The Giant Plastic Whale That Inspired a UN Youth Ocean Summit
2018 marked the inaugural Children’s Clean Ocean Summit
To fight ocean pollution, many kids across the globe participate in beach cleanups—they’ll spend a Saturday plucking plastic water bottles and toothpaste caps out of sand and from rocks’ crevices. On June 22, however, hundreds of students from six Vienna schools took their dedication to ocean health a step further. They took over Austria’s UN headquarters to participate in the world’s first United Nations Children’s Clean Ocean Summit.
The event was the first of its kind to encourage youths to work together to raise governments’ and citizens’ awareness of the issue of ocean pollution, including the billions of pieces of plastic and scraps of microplastic fibers currently plaguing our seas’ flora and fauna. While the summit was sponsored by the United Nations and the nonprofit Kids Save Ocean, the idea originated with art teacher Peder Hill, a California transplant to Vienna who sought to provide his teenage students with a rare glimpse into the world of conservation diplomacy and inspire the next generations to start considering, and implementing, actionable solutions.

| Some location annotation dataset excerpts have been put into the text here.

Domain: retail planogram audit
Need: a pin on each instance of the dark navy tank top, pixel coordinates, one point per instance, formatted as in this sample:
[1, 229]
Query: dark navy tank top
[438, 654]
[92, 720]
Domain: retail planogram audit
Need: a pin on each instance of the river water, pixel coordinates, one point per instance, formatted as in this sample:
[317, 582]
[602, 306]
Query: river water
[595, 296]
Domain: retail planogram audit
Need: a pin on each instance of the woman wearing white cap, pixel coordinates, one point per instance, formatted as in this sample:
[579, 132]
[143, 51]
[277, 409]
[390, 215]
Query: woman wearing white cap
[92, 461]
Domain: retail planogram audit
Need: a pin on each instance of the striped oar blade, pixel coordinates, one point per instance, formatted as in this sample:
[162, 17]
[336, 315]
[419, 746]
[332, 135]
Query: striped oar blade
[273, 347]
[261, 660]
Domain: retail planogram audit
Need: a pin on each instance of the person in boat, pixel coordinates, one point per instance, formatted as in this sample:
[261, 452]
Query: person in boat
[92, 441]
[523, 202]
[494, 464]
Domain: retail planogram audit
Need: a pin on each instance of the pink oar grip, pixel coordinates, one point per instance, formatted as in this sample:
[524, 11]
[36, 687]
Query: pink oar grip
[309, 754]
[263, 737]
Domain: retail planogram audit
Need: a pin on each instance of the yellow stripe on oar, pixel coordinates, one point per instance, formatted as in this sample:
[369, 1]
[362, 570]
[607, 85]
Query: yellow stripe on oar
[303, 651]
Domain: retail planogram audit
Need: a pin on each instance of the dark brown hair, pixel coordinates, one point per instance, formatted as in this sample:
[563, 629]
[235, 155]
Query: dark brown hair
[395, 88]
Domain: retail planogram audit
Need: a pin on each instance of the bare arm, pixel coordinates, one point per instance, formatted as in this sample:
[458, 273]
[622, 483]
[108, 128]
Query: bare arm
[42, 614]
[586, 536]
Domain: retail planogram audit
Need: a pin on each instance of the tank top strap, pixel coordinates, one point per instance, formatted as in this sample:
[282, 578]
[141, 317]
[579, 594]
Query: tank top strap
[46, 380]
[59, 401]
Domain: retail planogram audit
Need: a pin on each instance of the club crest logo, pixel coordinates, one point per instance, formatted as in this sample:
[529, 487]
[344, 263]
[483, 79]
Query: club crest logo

Unlike most UN conferences, the Children’s Clean Ocean Summit started with a 16-foot-long to-scale replica of a whale, crafted from ocean detritus that Hill’s Draschestrasse Bilingual School students collected themselves. They’d studied the issue in depth in class and sought to forge a beautiful symbol out of the problem.
“It took over six months to finish the humpback, which is a very long time if you’re 12, or any age for that matter,” Hill says. “But a large core group stuck strong till the end. I’m still amazed.”
Hill, who has a background in biology but now teaches art, says the idea of constructing the large sculpture was to shed a different type of light on the issue of ocean pollution. “It’s kind of one thing after another,” Hill told Sierra, referring to the environmental issues facing future generations. “We wanted to enable kids to become part of the narrative to care about the environment in a really powerful way.”
Once the project was complete, Hill and his students brought to the UN the notion of organizing a youth summit that would result in different projects with a single objective: to inspire global action to clean up the oceans. The UN, which inaugurated its first formal Ocean Conference just last year, welcomed the idea and collaborated with the school to make it happen. Noting that efforts toward environmental activism can feel like “throwing something into a black hole,” Hill notes that oftentimes, “You don’t know what happens.” That’s why he and his students were so adamant about emerging from this summit with a real plan in place.
To raise the curtain on the summit, some of Hill’s students publicly introduced their visually stunning creation via YouTube on World Environment Day (June 5, 2018). The event itself, dubbed “The Last Whale” took place 17 days later. Think of it as an ocean-pollution-specific Model UN. Its 300 attendees, who ranged in age from 12 to 16, convened to listen to speeches from UN officials as well as fellow students (one presenting student video-streamed in from Brazil), and then broke into groups to discuss and vote on various global-scale plans to combat ocean pollution. Hill says they were adamant about not just identifying the problem but also devising a myriad of solutions—such as drawing up a cogent worldwide policy against dumping in oceans and taxing the purchase of plastic products.
The idea was for the young participants to step into the shoes of a UN ambassador: debating issues, drafting resolutions, negotiating, and navigating conference rules. “Kids deserve more than to pretend to have a voice in the global community,” Hill says. "Kids who are educated about issues are far more insightful and forward-looking than your average voter.”
The day's work resulted in a draft of the first Children's Clean Ocean Declaration, which outlines the top student-devised solutions (i.e. those that passed with the most votes) and provides step-by-step plans for restoring and improving ocean health. The youths, Hill says, plan to send their declaration to every governing body on Earth.
Participating students also pledged to provide one another with a report on their progress toward solutions outlined in their declaration on an annual basis. They’ll measure the success of their endeavors according to a simple metric—the ratio of plastic pollution to fish—and report back every year on World Oceans Day (June 8).
The humpback whale seems to have a busy future too. For now, it remains installed at UN headquarters in Vienna. But in 2020, it will travel on to the Haus de Meeres, Vienna’s large public aquarium. Meanwhile, Hill says plans are already under way for 2019’s student summit.